Bridget’s role on Pathfinder changed along with her schedule, and throughout the project, she never knew what to expect. Her first job was straightforward: adapting sequencing software to Pathfinder’s commands and instruments, but then she worked with the imaging team in a job so idiosyncratic there wasn’t even a name for it. For official purposes, she called herself an Uplink System Engineer, but the title didn’t begin to describe the nuances of the position. After a while, she came to see the benefits of this elastic, improvisational approach; it was liberating, as long as she could keep up with it. “I think this is the main reason we succeeded – there was so little redundancy in staff and hardware that you had to understand not only your little piece of the puzzle, but how it all fit together. There was no one else to do it. If people couldn’t think this way, they left.” She managed to hang on, but found her new job staggeringly intricate and pressured. If just one system on which she worked malfunctioned, the entire mission could go haywire. “I always mean to go back and clean up the code I write, but there is only so much time and money and energy – you do the things that matter most, until it’s good enough. Striving for perfection is a good and worthwhile effort. Expecting actually to attain perfection can kill you.”

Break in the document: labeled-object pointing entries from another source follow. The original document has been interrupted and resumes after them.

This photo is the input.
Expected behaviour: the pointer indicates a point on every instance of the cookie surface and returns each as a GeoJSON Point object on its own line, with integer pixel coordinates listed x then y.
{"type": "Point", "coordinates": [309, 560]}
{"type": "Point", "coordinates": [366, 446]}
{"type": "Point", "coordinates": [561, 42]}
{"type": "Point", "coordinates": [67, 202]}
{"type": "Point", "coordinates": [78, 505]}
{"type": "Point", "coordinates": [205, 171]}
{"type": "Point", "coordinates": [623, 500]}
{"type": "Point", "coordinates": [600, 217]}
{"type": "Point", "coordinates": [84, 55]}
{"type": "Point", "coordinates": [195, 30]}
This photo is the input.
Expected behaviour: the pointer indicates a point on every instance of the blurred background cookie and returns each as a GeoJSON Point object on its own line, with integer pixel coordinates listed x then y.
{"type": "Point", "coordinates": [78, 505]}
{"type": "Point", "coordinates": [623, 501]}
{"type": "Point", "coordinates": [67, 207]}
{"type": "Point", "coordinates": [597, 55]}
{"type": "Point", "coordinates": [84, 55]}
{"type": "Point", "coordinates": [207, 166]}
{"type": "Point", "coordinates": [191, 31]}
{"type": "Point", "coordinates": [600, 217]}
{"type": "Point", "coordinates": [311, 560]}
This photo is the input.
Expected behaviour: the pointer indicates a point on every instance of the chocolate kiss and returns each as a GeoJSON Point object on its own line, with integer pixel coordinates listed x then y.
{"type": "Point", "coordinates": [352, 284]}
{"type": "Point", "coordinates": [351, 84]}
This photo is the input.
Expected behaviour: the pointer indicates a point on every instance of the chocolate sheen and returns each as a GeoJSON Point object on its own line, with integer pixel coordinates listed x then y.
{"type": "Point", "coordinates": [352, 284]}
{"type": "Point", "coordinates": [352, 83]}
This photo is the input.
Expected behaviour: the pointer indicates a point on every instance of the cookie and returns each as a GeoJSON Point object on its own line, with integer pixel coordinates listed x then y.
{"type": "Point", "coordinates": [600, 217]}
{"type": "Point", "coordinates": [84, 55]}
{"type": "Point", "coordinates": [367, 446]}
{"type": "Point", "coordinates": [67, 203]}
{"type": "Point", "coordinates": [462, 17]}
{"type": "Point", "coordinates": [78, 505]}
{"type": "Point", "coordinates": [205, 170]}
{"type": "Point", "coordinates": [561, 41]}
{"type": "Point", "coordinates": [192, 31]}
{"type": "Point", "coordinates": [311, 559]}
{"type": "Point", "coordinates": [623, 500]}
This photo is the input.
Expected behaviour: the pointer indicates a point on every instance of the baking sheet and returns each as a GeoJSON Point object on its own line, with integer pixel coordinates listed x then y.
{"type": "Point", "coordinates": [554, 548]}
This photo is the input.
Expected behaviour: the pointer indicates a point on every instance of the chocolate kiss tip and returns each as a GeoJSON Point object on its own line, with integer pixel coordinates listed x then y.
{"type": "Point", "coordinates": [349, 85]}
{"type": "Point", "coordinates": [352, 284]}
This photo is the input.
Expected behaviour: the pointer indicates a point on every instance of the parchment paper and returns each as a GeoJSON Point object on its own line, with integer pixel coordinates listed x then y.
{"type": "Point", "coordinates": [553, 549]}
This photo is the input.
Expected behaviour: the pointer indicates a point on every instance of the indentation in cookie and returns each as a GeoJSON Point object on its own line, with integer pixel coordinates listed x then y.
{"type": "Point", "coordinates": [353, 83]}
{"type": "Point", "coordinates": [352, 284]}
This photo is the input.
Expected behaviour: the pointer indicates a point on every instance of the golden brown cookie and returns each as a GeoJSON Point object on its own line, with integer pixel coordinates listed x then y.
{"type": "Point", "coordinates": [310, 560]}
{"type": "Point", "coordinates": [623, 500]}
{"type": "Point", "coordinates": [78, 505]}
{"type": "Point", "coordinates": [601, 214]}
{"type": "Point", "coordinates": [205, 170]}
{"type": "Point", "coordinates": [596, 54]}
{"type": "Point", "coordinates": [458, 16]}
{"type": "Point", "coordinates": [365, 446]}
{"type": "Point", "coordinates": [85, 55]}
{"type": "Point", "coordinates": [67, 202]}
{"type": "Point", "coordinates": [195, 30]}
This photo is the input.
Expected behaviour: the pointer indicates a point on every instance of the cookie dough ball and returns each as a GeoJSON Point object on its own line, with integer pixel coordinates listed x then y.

What started out as a cool new job – but still, just a job – became much more than that to Bridget and to the other team members. Most were young, this was their first big mission, in some cases their first job at NASA, and while they were confident of their technical skills, which was the reason they were hired in the first place, they were less certain they could manage the emotional strain. That was something they didn’t teach you back at Caltech or MIT: how to deal with failure and uncertainty. “This is a nerve-wracking experience,” Rob Manning confided in his journal. “It is really tough to go to another planet.” Normally a jovial soul, Rob endured nightmares. In one, “I launched my dog Scooter up in the spacecraft, and it landed on Mars. I realized, too late, how was I going to get him home? I was really upset for letting him go!”
On Monday, June 23, David Mittman, the new Pathfinder flight controller, awoke at three o’clock in the morning and showered in the dark so as not to disturb his sleeping family. He had managed a few minutes extra sleep by shaving the night before. He dressed, and drove to work at JPL. The place was already alive; June 23 was going to be a crucial day in the life of Pathfinder, which would land on Mars on July 4. “All the flight engineers have been developing ‘sequences’ – collections of commands executed in order by the spacecraft – in preparation for landing,” he wrote. “These sequences have gone through many reviews and revisions. Some sequences have been changed as many as twenty times as we’ve learned more about how to operate Mars Pathfinder.” Mittman and his team were about to send nearly 300 sequences to Pathfinder via the Deep Space Network’s transmitter in Madrid. The task was time consuming, because each sequence, traveling at the speed of light, as fast as anything can go in the universe, required nine minutes and forty seconds to reach Pathfinder as it sped toward Mars. The transmission proceeded smoothly for nearly twelve hours, until glitches in terrestrial equipment halted the proceedings.